Not only are women of color more likely to experience sexual violence at the hands of the officers meant to protect them, but they are also less likely to receive justice for crimes committed against them. In fact, Sylvia Wynter, in her essay “No Humans Involved”: An Open Letter to my Colleagues describes her horror when she learns that the Los Angeles Police Department routinely used the acronym N.H.I., meaning “no humans involved” to denote crimes committed against people of color. While this term was not used exclusively for black women, the effects on black women are noticeable. While the country was mourning and demanding justice for Rodney King, who was beaten to death by L.A.P.D officers (which you can read about here), 11 black women sex workers were brutally raped and murdered by Benjamin Atkins. Though he confessed and was received 11 life sentences for his crimes, these 11 women received little media attention.

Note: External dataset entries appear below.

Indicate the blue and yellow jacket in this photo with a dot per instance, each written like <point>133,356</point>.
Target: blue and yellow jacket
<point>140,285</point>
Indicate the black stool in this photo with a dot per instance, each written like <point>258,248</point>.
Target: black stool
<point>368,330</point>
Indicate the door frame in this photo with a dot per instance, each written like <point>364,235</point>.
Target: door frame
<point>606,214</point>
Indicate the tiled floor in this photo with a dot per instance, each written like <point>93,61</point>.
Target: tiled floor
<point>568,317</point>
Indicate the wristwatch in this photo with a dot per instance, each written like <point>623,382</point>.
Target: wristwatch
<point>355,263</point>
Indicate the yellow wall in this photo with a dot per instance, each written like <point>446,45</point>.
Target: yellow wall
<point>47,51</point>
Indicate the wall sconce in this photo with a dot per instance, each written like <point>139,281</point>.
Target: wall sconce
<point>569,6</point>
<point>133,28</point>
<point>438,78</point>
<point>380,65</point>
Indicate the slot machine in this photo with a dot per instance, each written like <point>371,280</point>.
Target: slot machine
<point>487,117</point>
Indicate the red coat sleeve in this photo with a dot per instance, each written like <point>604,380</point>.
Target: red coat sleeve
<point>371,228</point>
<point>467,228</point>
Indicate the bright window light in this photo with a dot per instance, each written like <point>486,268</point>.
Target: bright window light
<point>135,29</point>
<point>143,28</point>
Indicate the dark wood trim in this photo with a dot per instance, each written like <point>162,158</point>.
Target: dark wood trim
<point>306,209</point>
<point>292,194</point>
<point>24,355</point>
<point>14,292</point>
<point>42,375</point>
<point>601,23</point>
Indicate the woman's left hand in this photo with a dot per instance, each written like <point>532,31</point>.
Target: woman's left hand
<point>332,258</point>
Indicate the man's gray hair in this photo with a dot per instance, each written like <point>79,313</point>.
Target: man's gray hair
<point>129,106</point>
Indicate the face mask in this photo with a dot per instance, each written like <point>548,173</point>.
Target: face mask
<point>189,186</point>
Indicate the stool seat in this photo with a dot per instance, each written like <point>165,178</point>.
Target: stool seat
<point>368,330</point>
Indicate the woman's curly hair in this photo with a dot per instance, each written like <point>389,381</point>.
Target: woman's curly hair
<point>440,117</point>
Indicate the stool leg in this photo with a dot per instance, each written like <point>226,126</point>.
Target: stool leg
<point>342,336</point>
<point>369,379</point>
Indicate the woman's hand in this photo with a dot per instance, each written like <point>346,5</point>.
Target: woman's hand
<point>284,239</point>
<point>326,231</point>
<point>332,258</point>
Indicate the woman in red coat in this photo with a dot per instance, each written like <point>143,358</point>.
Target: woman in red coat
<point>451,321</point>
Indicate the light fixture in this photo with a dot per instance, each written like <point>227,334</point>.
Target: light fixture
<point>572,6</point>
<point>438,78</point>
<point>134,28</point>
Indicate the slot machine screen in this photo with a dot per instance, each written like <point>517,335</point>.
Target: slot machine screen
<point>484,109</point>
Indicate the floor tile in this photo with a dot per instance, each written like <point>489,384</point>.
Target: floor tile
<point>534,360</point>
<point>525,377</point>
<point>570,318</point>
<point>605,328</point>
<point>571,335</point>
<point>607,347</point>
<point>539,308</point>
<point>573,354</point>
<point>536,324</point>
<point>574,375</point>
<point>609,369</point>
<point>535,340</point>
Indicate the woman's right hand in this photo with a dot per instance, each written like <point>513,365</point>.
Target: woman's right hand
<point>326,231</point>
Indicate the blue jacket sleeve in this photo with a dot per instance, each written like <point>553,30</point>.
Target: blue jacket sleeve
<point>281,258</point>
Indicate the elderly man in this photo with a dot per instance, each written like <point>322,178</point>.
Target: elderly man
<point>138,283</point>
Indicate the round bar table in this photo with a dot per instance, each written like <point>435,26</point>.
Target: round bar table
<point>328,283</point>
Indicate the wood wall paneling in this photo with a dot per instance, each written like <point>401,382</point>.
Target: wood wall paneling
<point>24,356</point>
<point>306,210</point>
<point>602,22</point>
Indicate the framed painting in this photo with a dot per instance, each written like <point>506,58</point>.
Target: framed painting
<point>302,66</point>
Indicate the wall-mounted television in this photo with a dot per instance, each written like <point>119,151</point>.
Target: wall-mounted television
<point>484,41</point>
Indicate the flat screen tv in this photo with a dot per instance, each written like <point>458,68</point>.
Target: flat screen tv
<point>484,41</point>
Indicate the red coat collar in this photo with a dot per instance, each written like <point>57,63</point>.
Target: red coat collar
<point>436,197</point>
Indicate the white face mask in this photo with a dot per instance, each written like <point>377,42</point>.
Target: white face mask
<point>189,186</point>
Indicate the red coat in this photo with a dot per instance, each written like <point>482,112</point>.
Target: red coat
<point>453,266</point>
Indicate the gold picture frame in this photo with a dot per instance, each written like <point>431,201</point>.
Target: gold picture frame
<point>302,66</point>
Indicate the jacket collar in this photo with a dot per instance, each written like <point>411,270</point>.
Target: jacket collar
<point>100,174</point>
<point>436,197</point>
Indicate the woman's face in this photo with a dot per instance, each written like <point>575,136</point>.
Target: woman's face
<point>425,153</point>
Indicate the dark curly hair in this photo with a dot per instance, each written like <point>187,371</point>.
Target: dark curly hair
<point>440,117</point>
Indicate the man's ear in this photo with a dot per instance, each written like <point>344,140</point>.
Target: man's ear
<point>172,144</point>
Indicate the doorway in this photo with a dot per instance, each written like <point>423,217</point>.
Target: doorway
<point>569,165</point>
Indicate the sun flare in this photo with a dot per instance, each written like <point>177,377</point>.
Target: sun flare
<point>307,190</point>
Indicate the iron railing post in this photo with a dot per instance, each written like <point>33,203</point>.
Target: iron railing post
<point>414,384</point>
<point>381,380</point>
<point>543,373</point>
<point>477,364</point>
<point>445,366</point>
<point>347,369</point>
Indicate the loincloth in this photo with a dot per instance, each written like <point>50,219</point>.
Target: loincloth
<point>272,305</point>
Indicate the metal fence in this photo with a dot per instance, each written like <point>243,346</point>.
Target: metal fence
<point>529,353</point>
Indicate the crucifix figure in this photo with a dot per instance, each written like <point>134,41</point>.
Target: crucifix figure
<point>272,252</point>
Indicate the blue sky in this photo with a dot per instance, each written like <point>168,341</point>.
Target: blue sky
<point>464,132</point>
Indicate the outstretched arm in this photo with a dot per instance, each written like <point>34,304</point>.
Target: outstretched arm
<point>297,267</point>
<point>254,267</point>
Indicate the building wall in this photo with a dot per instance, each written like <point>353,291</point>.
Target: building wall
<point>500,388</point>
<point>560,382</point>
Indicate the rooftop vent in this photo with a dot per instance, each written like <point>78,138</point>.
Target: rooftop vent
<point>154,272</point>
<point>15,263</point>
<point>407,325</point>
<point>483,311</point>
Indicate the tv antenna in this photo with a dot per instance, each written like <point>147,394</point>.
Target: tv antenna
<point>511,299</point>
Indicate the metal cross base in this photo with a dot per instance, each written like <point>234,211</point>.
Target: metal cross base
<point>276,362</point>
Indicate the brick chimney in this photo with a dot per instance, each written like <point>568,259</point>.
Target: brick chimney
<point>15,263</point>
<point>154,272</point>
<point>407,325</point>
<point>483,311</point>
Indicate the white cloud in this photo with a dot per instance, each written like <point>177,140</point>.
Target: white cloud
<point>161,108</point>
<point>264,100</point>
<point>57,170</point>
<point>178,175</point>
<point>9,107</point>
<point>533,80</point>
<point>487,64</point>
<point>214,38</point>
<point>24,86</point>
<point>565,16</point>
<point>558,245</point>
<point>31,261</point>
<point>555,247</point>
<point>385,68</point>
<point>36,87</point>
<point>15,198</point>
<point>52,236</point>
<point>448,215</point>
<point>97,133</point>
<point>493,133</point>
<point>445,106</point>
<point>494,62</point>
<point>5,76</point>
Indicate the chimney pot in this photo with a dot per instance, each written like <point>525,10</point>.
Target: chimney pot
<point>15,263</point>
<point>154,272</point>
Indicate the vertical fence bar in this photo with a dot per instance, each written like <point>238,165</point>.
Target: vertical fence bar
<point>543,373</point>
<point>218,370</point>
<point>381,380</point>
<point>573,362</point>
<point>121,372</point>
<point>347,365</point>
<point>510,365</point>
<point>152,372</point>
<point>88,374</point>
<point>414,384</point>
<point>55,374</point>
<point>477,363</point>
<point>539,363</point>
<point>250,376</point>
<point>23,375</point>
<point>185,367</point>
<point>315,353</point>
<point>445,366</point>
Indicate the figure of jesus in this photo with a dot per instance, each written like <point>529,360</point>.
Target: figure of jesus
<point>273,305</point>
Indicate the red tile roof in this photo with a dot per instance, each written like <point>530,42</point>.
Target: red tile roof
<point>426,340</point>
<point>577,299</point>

Lonnie David Franklin jr., more commonly known as the Grim Sleeper, was another serial killer who was active between the mid-eighties and 2007. As the L.A Times describes, he was known to target “women who were drug addicts or prostitutes and often dumped their naked bodies alongside roads or in the trash.” The article goes on to say that these women’s deaths “drew little, if any, media attention.”
It is alarming how many examples there are of segregation-related oppression and sexual violence that have disproportionately affected black women, especially sex workers, throughout American history. We at Miss Laura’s are proud to observe Black History Month by honoring women who have been disregarded in their right to their bodies, their homes, and their justice.